Consumers Lower Debt Levels Despite Government Stimulus
Oct 9th, 2012 | By Jen A | Category: Financial, Personal finances, Top Headline | Print This Article
The government wants Americans to spend, spend, spend – but the average consumer is over it. Instead of doing what the government wants, millions of consumers are doing what’s best for their own lives: they’re taking a hard look at their finances and trying to dump their debt load.
For some, it’s a matter of cutting back until they can catch up on payments. For others, it’s been a matter of mailing back the keys and declaring bankruptcy. Either way, for the first time in years, American debt levels are falling. It’s making individual households happy, but the government is none too thrilled about it.
Stepping Out of the Spending Cycle
In the years leading up to the “Great Recession,” Americans were encouraged to load up on debt. Almost anyone with a pulse could get a loan for a home, and credit cards were being handed out left and right on college campuses. If you wanted to buy something but didn’t have the money, all you had to do was ask for financing. Approval was pretty much guaranteed.
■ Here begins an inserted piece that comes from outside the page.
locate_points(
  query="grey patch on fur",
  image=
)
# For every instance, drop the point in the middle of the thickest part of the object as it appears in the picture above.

The result was a booming consumer economy across the country, but it was an economy operating on borrowed time. At the edges, things were unraveling, but sheer momentum kept things going for quite a while – or as long as you can really operate in a no money down, no interest payments for twelve months, and no credit check environment.
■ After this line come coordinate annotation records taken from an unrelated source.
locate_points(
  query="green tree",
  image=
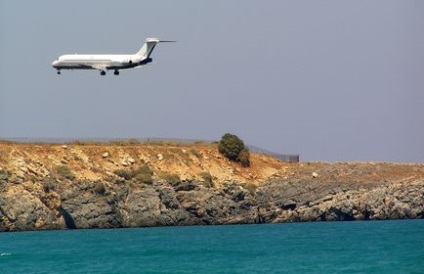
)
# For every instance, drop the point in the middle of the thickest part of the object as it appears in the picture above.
(232, 147)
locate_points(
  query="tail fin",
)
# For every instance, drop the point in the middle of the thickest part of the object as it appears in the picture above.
(148, 47)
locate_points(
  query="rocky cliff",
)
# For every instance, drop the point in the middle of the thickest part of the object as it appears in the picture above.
(134, 184)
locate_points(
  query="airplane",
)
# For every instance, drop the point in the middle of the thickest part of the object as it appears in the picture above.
(108, 61)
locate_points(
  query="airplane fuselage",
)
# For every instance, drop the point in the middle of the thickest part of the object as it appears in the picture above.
(103, 62)
(96, 61)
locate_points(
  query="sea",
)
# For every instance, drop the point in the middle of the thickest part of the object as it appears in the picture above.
(317, 247)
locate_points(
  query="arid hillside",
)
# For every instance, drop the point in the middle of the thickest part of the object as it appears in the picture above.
(132, 184)
(97, 161)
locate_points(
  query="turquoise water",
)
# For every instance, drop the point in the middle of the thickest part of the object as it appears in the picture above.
(328, 247)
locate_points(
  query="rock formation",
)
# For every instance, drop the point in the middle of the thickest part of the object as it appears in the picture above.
(97, 186)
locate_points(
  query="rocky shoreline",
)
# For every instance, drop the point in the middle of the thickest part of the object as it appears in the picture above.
(37, 200)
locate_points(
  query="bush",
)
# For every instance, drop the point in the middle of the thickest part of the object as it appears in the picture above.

When the payments started coming due, things crashed fast. Thousands of workers were added to the unemployment rolls each week, and the government stepped in to make up the difference with stimulus program after stimulus program. Cash for Clunkers, ninety-nine weeks of unemployment, Quantitative Easing … eventually, real people started to see through the hype and opted out of the spending cycle.
As a result, overall consumer debt levels are down by 7 percent compared to 2008, according to the Federal Reserve Bank of San Francisco. The number went sharply lower in the fourth quarter of 2011 as consumers opted for an affordable Christmas and a firm step off the spending cycle. They started the new year with a new determination to reining in their debt via bankruptcy, foreclosure, or just flat-out shutting their wallets, and the numbers have really started to move.
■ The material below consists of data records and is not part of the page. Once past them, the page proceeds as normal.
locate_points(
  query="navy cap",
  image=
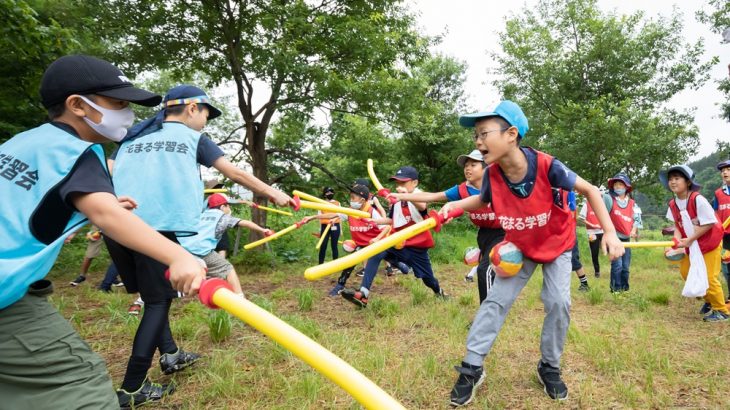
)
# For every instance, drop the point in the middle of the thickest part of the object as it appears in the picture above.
(507, 110)
(84, 75)
(682, 169)
(406, 173)
(188, 94)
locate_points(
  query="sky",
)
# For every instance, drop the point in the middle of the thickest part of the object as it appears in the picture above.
(470, 27)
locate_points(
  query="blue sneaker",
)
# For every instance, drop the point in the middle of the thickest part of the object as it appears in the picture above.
(716, 316)
(336, 290)
(705, 309)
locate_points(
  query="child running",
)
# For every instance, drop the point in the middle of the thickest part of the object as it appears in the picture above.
(159, 165)
(528, 191)
(213, 224)
(490, 232)
(696, 226)
(54, 176)
(415, 250)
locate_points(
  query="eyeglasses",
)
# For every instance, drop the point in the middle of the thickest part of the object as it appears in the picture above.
(482, 136)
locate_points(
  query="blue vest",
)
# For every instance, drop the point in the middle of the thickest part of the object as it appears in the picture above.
(160, 171)
(204, 241)
(33, 163)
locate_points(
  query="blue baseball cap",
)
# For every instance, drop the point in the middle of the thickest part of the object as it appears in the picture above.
(507, 110)
(406, 173)
(188, 94)
(682, 169)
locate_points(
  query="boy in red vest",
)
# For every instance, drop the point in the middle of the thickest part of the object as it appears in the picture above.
(490, 232)
(363, 231)
(528, 191)
(626, 217)
(415, 251)
(721, 203)
(695, 220)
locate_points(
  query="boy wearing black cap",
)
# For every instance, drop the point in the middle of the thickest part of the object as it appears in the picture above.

Good for Individuals, Bad for Government Agencies
This drop in consumer debt levels is good for individuals, but it’s not good for government agencies. Much of the American GDP is driven by spending, which keeps the whole web of the financial industry, political lobbyists, and special interest groups afloat. If Americans don’t spend, sales tax revenues fall, businesses close, and more people are out of work, at least in the short run, and that spells the end of the road for government spenders.
In the long run, responsible financial behavior leads to prosperity, but government bean counters aren’t looking for the long run. Many of them really, really want to get re-elected in the coming years, and a sharp cut back by consumers hurts their chances. They want the economy to look good for the pollsters, and encourage people to spend for “the greater good” instead of dumping their old debt and starting over.
It’s a problem, to say the least. All the government bribery in the world – no matter how cleverly it’s disguised as stimulus – can’t get wary consumers to spend. The American public is tapped out and more interested in the financial health of their individual household than how good or bad a certain employment statistic looks for any political candidates.
Hopefully, American consumers will keep up their more modest ways. Yes, it hurts in the short-term, and it’s more fun to buy everything you see without thinking. However, for the country to ever stand an honest chance of getting back on track, consumer debt levels need to stay on a downward path.